Here is a small working example with my mock data structure.

import numpy as np

b = (np.array([ 1.17, 1.65, 1.61, 7.61]), 0.0, np.array([1.]), 'file_vel_16_loc_A.wav', 206050, 'vel_16_loc_A')
c = (np.array([ 2.17, 2.65, 2.61, 2.61]), 0.0, np.array([1.]), 'file_vel_8_loc_D.wav', 206050, 'vel_8_loc_D')

batch = [b, c, b, c, b]

def collate_fn(batch):
    *_, conditions = zip(*batch)
    unique_conditions = list(set(conditions))
    condition_batches = {c: [] for c in unique_conditions}

    for b in batch:
        condition_batches[b[5]].append(b)

    batches = [list(zip(*condition_batches[c])) for c in unique_conditions]
    for i in range(len(batches)):
        for j in [0, 1, 2, 4]:
            batches[i][j] = np.stack(batches[i][j], axis=0)
    return batches


out = collate_fn(batch)

and my out looks like intended. It is a list of length 2, where each element is grouped by the condition.
So far so good.

[
# here comes condition one called vel_8_loc_D
[array([[2.17, 2.65, 2.61, 2.61],
         [2.17, 2.65, 2.61, 2.61]]),
  array([0., 0.]),
  array([[1.], [1.]]),
  ('file_vel_8_loc_D.wav', 'file_vel_8_loc_D.wav'),
  array([206050, 206050]),
  ('vel_8_loc_D', 'vel_8_loc_D')],

# and now the condition two vel_16_loc_A
 [array([[1.17, 1.65, 1.61, 7.61],
         [1.17, 1.65, 1.61, 7.61],
         [1.17, 1.65, 1.61, 7.61]]),
  array([0., 0., 0.]),
  array([[1.],
         [1.],
         [1.]]),
  ('file_vel_16_loc_A.wav', 'file_vel_16_loc_A.wav', 'file_vel_16_loc_A.wav'),
  array([206050, 206050, 206050]),
  ('vel_16_loc_A', 'vel_16_loc_A', 'vel_16_loc_A')]
]

Now, when I iterate through my batches each of the batches is a list. Length of the list is equal to the unique conditions found in the batch.

So basically what happens is:

A random batch is selected with batch size of e.g. 256
This 256 samples are grouped based on their conditions. E.g. 50 samples in group A, 100 samples in group B, 106 samples in group C.
Now I have three lists where I could pick some samples from

Unfortunately, it is not exactly what I would like.

If I transfer it to an stochastic urn model I would do the following, assuming I need a batch of 256 elements

Pick first ball from the urn and note its color. E.g. red
Pick further balls from the urn.
2a. If the ball is any different color, place it back in the urn
2b. If the ball is red add it to the sample.
Repeat 2a and 2b until you have 256 red balls

From the documentation of the collate_fn I deduce, that this approach is NOT feasible, as collate_fn
comes into action after I have picked 256 random balls, and it just sorts them by color.

Can anybody suggest, how to model my problem in Torch?

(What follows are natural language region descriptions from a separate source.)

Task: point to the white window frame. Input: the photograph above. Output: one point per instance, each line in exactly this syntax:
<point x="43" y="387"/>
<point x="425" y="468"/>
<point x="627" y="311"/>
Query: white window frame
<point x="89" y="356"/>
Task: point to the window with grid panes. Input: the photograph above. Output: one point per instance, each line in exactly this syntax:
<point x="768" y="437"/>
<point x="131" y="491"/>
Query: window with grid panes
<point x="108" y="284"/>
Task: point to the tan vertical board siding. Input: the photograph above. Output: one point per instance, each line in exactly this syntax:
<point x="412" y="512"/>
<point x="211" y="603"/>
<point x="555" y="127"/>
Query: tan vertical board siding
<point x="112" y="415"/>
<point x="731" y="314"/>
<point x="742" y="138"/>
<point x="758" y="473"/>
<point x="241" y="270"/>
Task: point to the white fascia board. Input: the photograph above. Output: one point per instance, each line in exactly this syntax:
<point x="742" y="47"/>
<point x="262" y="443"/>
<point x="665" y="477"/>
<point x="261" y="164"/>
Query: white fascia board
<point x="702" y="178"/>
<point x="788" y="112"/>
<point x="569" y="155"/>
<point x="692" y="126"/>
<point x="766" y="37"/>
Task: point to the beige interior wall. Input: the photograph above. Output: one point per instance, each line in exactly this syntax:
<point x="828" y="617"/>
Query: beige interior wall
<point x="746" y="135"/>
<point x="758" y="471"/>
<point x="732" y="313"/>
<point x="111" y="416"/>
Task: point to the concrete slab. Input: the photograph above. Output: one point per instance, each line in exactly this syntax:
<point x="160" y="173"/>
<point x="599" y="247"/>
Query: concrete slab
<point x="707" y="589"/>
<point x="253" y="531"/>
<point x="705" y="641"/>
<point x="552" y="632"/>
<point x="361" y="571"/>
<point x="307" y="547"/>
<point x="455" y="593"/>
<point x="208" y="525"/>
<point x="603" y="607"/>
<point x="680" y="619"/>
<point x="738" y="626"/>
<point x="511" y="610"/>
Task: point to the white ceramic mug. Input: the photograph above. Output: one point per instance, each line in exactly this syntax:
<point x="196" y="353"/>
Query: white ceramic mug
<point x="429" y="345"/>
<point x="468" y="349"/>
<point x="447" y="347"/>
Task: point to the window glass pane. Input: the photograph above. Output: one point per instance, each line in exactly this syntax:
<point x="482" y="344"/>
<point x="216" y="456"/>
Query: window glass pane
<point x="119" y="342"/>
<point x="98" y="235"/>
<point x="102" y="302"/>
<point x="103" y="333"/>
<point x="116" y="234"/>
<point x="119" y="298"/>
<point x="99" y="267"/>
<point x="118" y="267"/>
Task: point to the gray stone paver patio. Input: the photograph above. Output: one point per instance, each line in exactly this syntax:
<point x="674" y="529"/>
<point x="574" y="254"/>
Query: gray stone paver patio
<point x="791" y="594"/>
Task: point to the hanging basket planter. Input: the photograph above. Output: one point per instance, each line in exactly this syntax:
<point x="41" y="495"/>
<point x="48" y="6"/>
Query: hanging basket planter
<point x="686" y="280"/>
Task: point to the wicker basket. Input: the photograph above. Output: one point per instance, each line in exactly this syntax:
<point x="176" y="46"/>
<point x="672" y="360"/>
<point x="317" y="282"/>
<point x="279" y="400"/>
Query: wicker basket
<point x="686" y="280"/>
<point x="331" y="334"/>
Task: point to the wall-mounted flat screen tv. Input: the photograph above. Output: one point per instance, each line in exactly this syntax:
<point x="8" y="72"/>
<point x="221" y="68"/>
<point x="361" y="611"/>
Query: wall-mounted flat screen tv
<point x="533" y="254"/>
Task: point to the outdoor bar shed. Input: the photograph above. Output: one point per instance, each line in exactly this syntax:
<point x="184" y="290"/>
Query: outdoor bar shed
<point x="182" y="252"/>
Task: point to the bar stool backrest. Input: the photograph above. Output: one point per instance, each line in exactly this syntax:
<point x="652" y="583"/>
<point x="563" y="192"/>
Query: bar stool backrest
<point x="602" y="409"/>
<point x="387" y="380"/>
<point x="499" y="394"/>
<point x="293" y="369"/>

In theory, I could just have arbitrary large batch sizes and then hope to get enough samples in the particular element of the list. But it is obviously hacky and unreliable.

I have implemented a dictionary of DataLoaders, each only for a specific condition. BUT for my model I would need always a batch from each condition where I know, that it is this particular condition and a random query, which might come from any of the potential conditions DataLoaders.

So if following the approach of condition specific DataLoaders, how do I ensure, that I actually processed through all of the samples with my random query?

In my toy example:

Imagine I have 3 conditions, each with 100 samples. So in total 300 samples. I wish to make 300 queries so each sample is definitely covered. And each of the samples will be compared with a randomly drawn sample from condition 1 only, condition 2 only, condition 3 only. So I will cycle 3 times through the condition specific DataLoader but only once through the general DataLoader.

ptrblck · June 6, 2023, 6:51pm

Also, it would add a massive overhead of loading a huge number of samples where the majority might be wasted.

Your use case sounds as if you might want to implement a custom sampler, which is responsible to create the indices passed to the Dataset, not a custom collate_fn, which is responsible to create a batch using the already loaded samples.